Recharge Devices Using Your Own Body with This Thermoelectric Generator

    Image from The Korea Advanced Institute of Science and Technology (KAIST)

Image from The Korea Advanced Institute of Science and Technology (KAIST)

Converting heat to electricity is not news. Thermoelectric generators (TE) have already been introduced in as early as 2008. These are also known as Seebeck generators as they make use of the “Seebeck Effect” in converting temperature differences directly into electricity. The technology is not yet mature enough for wider commercial application. Nevertheless, the concept exists and it only needs a little more R&D work to become more usable.

Just recently, scientists from Korea Advanced Institute of Science and Technology (KAIST) reported that they have found a way to address the power shortage problem encountered in wearable and mobile devices. In a press release, KAIST scientists announced that they have developed a thermoelectric generator on glass fabric for wearable electronic devices. This new technology is touted as the solution to the poor battery life of most wearable devices. Results of their earlier research, however, were already published online in the March 14 issue of “Energy & Environmental Science.”

    Image from The Korea Advanced Institute of Science and Technology (KAIST)

Image from The Korea Advanced Institute of Science and Technology (KAIST)

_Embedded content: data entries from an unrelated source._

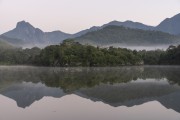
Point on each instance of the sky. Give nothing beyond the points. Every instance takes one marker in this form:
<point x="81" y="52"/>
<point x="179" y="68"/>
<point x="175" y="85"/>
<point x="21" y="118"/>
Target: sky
<point x="71" y="16"/>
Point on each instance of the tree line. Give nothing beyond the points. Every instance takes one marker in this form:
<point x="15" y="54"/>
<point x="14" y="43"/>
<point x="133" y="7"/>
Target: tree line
<point x="71" y="53"/>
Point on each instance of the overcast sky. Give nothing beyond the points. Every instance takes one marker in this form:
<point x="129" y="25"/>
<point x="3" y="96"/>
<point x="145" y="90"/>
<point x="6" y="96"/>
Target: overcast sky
<point x="74" y="15"/>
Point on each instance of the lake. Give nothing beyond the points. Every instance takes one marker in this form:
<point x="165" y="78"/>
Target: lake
<point x="107" y="93"/>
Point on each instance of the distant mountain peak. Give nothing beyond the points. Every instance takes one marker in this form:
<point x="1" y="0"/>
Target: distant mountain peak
<point x="23" y="24"/>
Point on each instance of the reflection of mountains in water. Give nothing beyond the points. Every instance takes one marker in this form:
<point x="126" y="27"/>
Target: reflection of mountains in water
<point x="94" y="84"/>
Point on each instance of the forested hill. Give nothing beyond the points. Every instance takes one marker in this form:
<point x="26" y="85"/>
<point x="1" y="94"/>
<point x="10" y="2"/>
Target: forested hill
<point x="127" y="36"/>
<point x="70" y="54"/>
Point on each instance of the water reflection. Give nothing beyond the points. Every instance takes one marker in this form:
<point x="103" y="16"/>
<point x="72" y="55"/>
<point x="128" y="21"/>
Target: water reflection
<point x="122" y="86"/>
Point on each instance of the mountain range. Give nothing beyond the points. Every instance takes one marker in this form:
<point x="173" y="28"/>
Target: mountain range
<point x="27" y="35"/>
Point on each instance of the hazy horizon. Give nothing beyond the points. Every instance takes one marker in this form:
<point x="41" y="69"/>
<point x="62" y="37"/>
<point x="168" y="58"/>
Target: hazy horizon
<point x="72" y="16"/>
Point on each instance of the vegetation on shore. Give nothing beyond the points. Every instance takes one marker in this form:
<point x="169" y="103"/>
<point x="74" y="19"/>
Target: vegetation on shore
<point x="70" y="53"/>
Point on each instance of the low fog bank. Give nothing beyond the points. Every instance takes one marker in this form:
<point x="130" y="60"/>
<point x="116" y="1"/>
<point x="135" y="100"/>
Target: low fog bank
<point x="138" y="48"/>
<point x="131" y="47"/>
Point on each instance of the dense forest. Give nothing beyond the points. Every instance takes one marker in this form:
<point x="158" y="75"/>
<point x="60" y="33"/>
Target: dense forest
<point x="71" y="53"/>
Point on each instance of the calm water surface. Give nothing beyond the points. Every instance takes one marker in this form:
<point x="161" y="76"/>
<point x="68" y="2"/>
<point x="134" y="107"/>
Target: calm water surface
<point x="120" y="93"/>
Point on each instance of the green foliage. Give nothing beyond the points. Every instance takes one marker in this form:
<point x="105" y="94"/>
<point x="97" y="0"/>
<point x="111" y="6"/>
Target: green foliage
<point x="71" y="53"/>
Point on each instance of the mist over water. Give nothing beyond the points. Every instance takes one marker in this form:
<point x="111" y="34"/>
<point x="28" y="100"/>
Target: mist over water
<point x="161" y="47"/>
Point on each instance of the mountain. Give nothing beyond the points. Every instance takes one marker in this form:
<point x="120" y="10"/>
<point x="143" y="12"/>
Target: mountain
<point x="12" y="41"/>
<point x="34" y="36"/>
<point x="170" y="25"/>
<point x="5" y="44"/>
<point x="129" y="24"/>
<point x="127" y="36"/>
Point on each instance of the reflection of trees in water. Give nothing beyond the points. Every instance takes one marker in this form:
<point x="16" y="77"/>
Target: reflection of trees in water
<point x="70" y="79"/>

Specifications and Mechanics of the KAIST Thermoelectric Generator

  • Light and Flexible – As something intended for wearable use, the KAIST thermoelectric generator is built to have minimal footprint while possessing extreme flexibility with an allowable bending radius of 20 millimeters. This flexibility allows the generator to maintain efficiency even when bent upwards and downwards for up to 120 cycles.

  • Excellent Design and Power Generation – The KAIST TE generator is created by printing thermoelectric substances on glass fabric. P-type  and n-type semiconductors are applied to the glass fabric. The glass fabric serves as the upper and lower substrates of the TE generator, sandwiching the inorganic TE materials. This design is considered a breakthrough in the designing of generators as developers of the KAIST TE generator claim that it is the first thermoelectric generator that is not bulky hence suitable for wearable applications. Additionally, this TE generator is said to be capable of generating power outputs that are tens of times higher than those of previous pliant TE generators. According to one of the KAIST scientists, their 10 cm x 10 cm TE generator is capable of producing 40 mW of electricity based on the 31 °F temperature difference between the human skin and the surrounding air.

  • Efficient Operation – TE generators obviously don’t compare to the efficiency of traditional power generators. However, the KAIST TE generator is a big leap from similar generators developed in previous years. As detailed on its press release, it features a self-sustaining structure that gets rid of the thick external substrates usually used to hold inorganic TE materials. The non-use of these external substrates allows the KAIST TE generator to convert more heat into electricity.


The design of the TE generator from KAIST is particularly aimed at two applications: wearable devices and embeddable devices.

  • Wearable Devices – With its thinness and lightness, this TE generator is indeed appropriate for wearable gadgets. As shown on the photo below, the generator can be attached to the wrist or to other hot parts of the body comfortably and inconspicuously.

  • Embeddable Devices – This was not particularly mentioned by the KAIST researchers but it is logical to assume that the thin and light TE generator would also be applicable to embeddable tech. The generator may not be embedded deep into the skin but only attached externally and connected to the embeddable device in a seamless fashion.

However, it is also worth pointing out that the device developed by the scientists from KAIST can be scaled up for bigger applications. Its relatively efficient harnessing of thermal energy can also be applicable to cars, aircraft, space exploration, factory operation, and even in the field of petroleum or oil processing. All the excess heat produced by cars, planes, factory equipment, and pipes can be converted to electricity using KAIST’s efficient TE generator.

    Image from The Korea Advanced Institute of Science and Technology (KAIST)

Image from The Korea Advanced Institute of Science and Technology (KAIST)


Details on the possible costs of this technology are not available yet. Even the plans for commercializing it haven’t been discussed yet. Nevertheless, the outlook is great. It may not take that much time for the technology to become available in wearable tech products like smart watches, Google Glass, and smart bands.

Indeed, 2014 appears to be a great year for technological advancements. After the news on the US Navy’s “seawater as fuel” technology, here comes another welcome news about a technology that will improve wearable and embeddable devices by leaps and bounds. It would be amazing to see the next smartwatch bearing this new TE generator technology.